My parents — my father was head of a small college that skirted racial issues in these years — negotiated life in our small town without rippling the waters, though my mother caused eyebrows to raise behind the blue veils of the town gentry by repeatedly refusing to join the UDC and by regularly, though infrequently, hosting visiting Black scholars and friends. (Who of course could not stay in the town hotel.) My sisters and I did not discuss these houseguests outside of our home. Racial injustice itself was seldom discussed in depth around our dinner table. To my parents’ credit, we had books by Douglas and Wright, Langston Hughes and others on our home library shelves, and when there were assignments on the Civil War I was handed an Encyclopedia Britannica. I was more fortunate than most of my friends.

These are the educational roots of millions of Americans: people in their 70s and 80s who studied those lessons. And many of their children and grandchildren are learning by extension. The teachings are from UDC-approved textbooks.
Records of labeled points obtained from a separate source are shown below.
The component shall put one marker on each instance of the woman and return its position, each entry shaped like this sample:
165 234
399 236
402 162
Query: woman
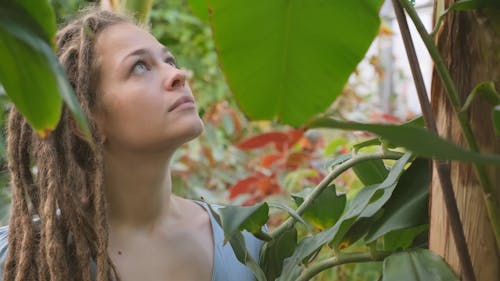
106 211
One has to wonder who’s approving the books that will remain on the shelves of Florida schools.

Were my family and I complicit in maintaining white supremacy long after it should have been challenged? Of course. Admitting and understanding that, however, does not make me “feel bad,” as today’s anti-CRT advocates fear would befall our poor, defenseless white children. It makes me feel liberated to know truth, and even more appreciative of the countless ways African American culture continues to enrich the lives of us all.

Could someone please explain this to Ron DeSantis?


  1. People like DeSantis sicken me. And there are millions and millions of them in the good old USA, not to mention the rest of the world. Normal people have to stand up, speak up, push for freedom and rights, and vote jerks like DeSantis, Marjorie Taylor Greene, etc. out of office.